Teğmen Burakov, haritasını bir yana bıraktı, katilin oturduğu yeri bulabilmek için, bu kez yüzlerce hava fotoğrafını incelemeye, işaretlemeye, ölçüp, biçmeye başladı. Bir sonuç çıkmayınca, saldırıların saati, haftanın günü, mevsimi, hava koşulları ve olay yerlerinin enlem ve boylamını istatistiksel olarak değerlendirdi. Bir bağlantı bulamadı. Teğmen’e göre katil, orman şeritlerine yakın yerden geçen tren hatları civarında hareket ediyordu, iktidarsızdı ve muhtemelen orta yaşlı bir erkekti. Bunlara bir de, çocukları istismar ettiği anlaşıldığında, hem çalıştığı okulu, hem evini değiştirmek zorunda kalan bir öğretmen olduğunu ekleyebilseydi, Çikatilo’yu eliyle koymuş gibi bulabilirdi.

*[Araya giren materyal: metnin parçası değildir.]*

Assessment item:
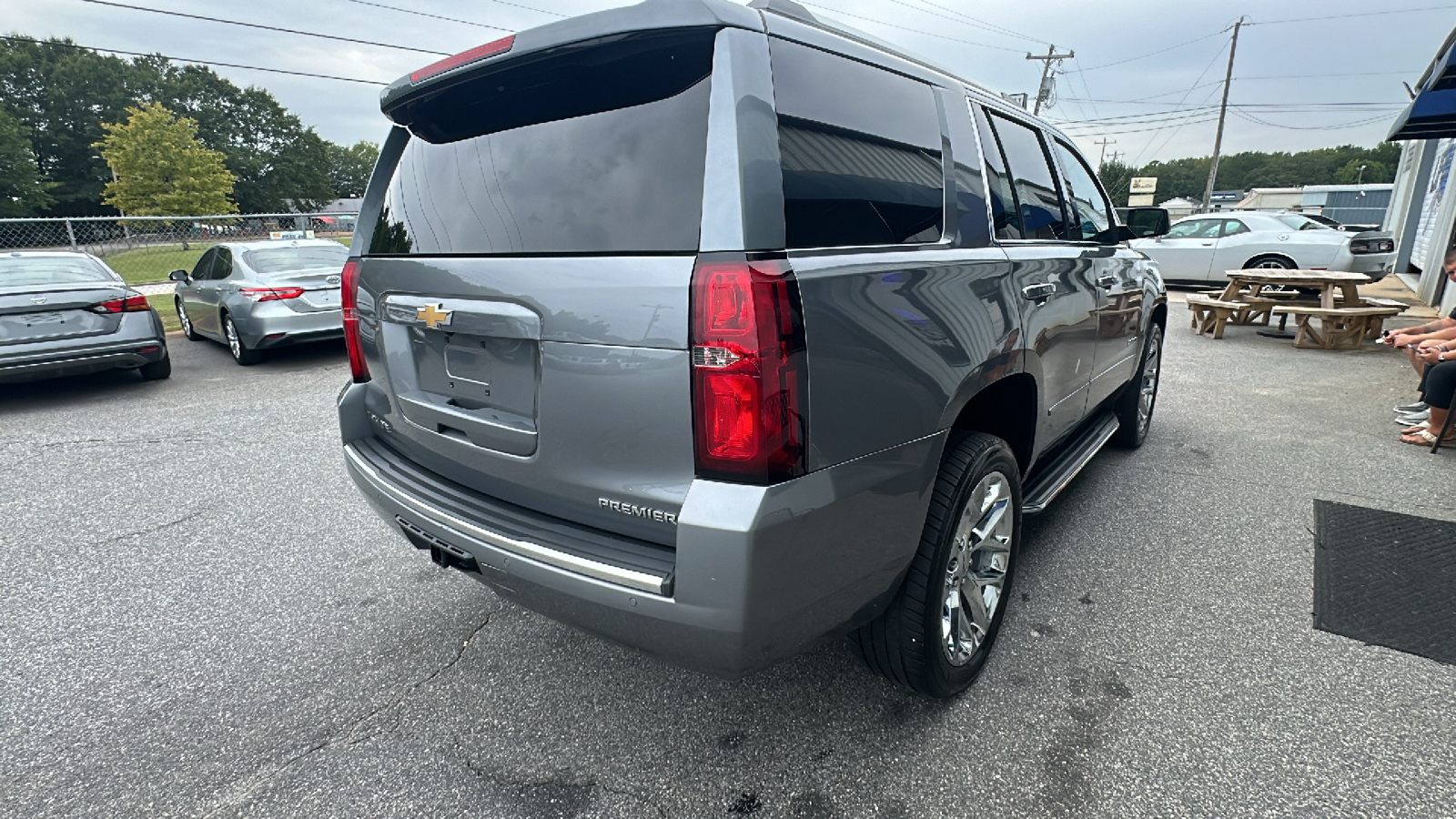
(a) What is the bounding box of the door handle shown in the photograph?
[1021,281,1057,301]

LESOPOLOSA (ORMAN ŞERİDİ) OPERASYONU
Teğmen Burakov, 80’lerin sonuna doğru, artık kendini iyiden iyiye hissettiren ve birkaç yıl içinde Sovyetler Birliği’nin dağılmasıyla son bulacak reform rüzgarlarından alabildiğine yararlandı. Sekiz yıldır siyasi nedenlerle ağzına bile almaya çekindiği “etrafta bir seril katil var” gerçeğini toplumla paylaştı. Rostov ve civarının bütün okullarında ve her sokağında tehlikeye dikkat çekti. Artık, saat başı yenileriyle değiştirilen 600’den fazla polis, gece-gündüz demeden demir yolları boyunca devriye geziyor ve orman şeritlerine yakın istasyonların peronlarında üniformalı polisler nöbet tutuyordu. Üçü hariç. Teğmen Burakov sabırla, seri katilin bu istasyonlardan birine gelmesini bekledi. Gelecek ve; ya istasyonda ya da orman şeridinin kenarlarında dikkat kesilmiş, kimi köylü, kimi işçi kılığındaki sivil polislerden birine yakalanacaktı. Nitekim öyle oldu.

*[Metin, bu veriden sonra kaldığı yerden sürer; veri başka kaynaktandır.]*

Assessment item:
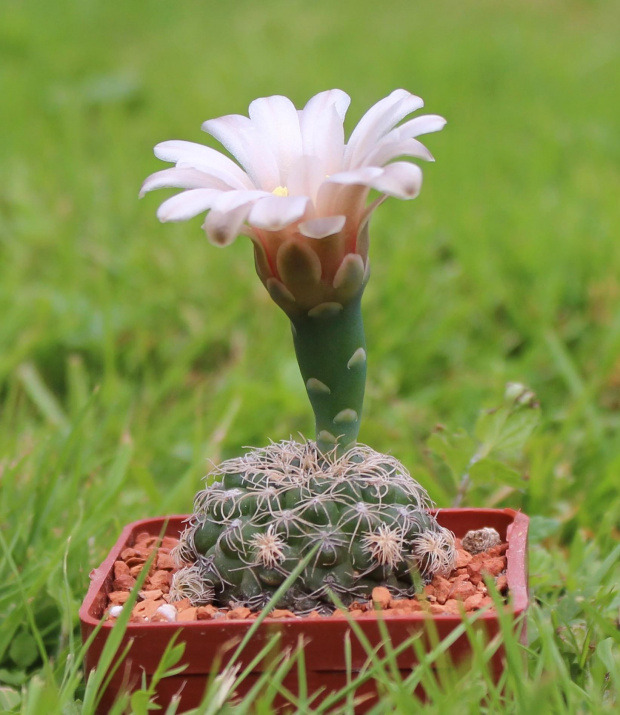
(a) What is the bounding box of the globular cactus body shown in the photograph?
[172,442,455,612]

Uzun paltolu, deri kasketli Andrey Romanoviç Çikatilo, 20 Kasım 1990 günü, bu istasyonlardan birindeki şüpheli hareketleri yüzünden tutuklandığında, elinde büyükçe bir evrak çantası vardı. Çantadan, yün örmeye yarayan iki şiş, küçük bir makyaj aynası ve 30 santim uzunluğundaki ekmek bıçağından başka bir şey çıkmadı. Gözaltında tutulabileceği süre on gündü. Dokuz gün polislerce sorgulandı. Çikatilo suçlamaları kabul etmedi. 29 Kasım’da karşısına, o sıralar henüz hiç tanınmayan bir doktor olan psikiyatri uzmanı Aleksander Bukanovski’yi oturttular. İfadesini, ertesi sabah güneşin ilk ışıklarıyla birlikte imzaladı. 50 kişiyi nerede ve nasıl öldürdüğünü bütün ayrıntılarıyla anlatmıştı. Duruşmalara, özel kafes içinde çıkartıldı. 16 Şubat 1994’te, Rostov’daki bir binanın ses geçirmez bölümünde kafasına tek kurşun sıkılarak idam edildi.

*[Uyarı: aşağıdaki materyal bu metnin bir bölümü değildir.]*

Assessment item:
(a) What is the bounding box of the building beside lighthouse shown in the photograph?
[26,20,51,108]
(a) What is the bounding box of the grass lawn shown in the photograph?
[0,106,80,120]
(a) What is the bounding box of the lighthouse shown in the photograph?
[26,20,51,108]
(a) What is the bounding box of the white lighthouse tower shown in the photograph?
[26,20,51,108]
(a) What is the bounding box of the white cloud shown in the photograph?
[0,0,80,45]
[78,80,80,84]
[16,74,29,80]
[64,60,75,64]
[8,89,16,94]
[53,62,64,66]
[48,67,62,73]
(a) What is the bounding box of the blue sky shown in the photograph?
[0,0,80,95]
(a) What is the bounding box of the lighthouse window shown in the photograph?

COĞRAFİ PROFİLLEME BİR DOKTORA TEZİYLE DOĞDU
1980’lerin ortasında, yani Teğmen Burakov’un yoldaş Çikatilo’nun peşine düştüğü ilk yıllarda, Kanadalı polis Kim Rossmo, kriminoloji doktorasını tamamlamaya çalışan bir öğrenciydi. Tez konusu, tıpkı teğmenin hayal ettiği gibi, cinayetlerin gerçekleştiği olay yerlerinin coğrafi konumundan yola çıkarak seri katilin evini bulmaya yönelikti. Kim Rossmo, Japonya yolculuğu sırasında Tokyo ile Osaka’yı birbirine bağlayan Kurşun Tren’in bir peçetesine çiziktirdiği matematiksel algoritmayla, sadece bunun mümkün olduğunu kanıtlamakla kalmadı, pekçok polis teşkilatının binlerce suçluyu yakalamasını sağlayacak “coğrafi profilleme”nin de kurucusu oldu. Teğmen Burakov, gecelerce uykusuz kalmasına, zayıf düşmesine, hatta geçirdiği sinir krizi yüzünden bir ay hastanede yatmak zorunda kalmasına neden olan seri katilini yakaladıktan sonra, sanırım uzunca bir süre dinlenmiştir. Rossmo’ya gelince, 2007’den bu yana Teksas Eyaleti Jeo-Uzamsal (geospatial) İstihbarat ve Soruşturma Merkezi’nin başkanlığını yürütüyor, Irak ile Afganistan’daki silah depolarının yerini ve bir biyoterör saldırısında hastalıkların yayılma biçimini hesaplayacak formüller üzerinde çalışıyor.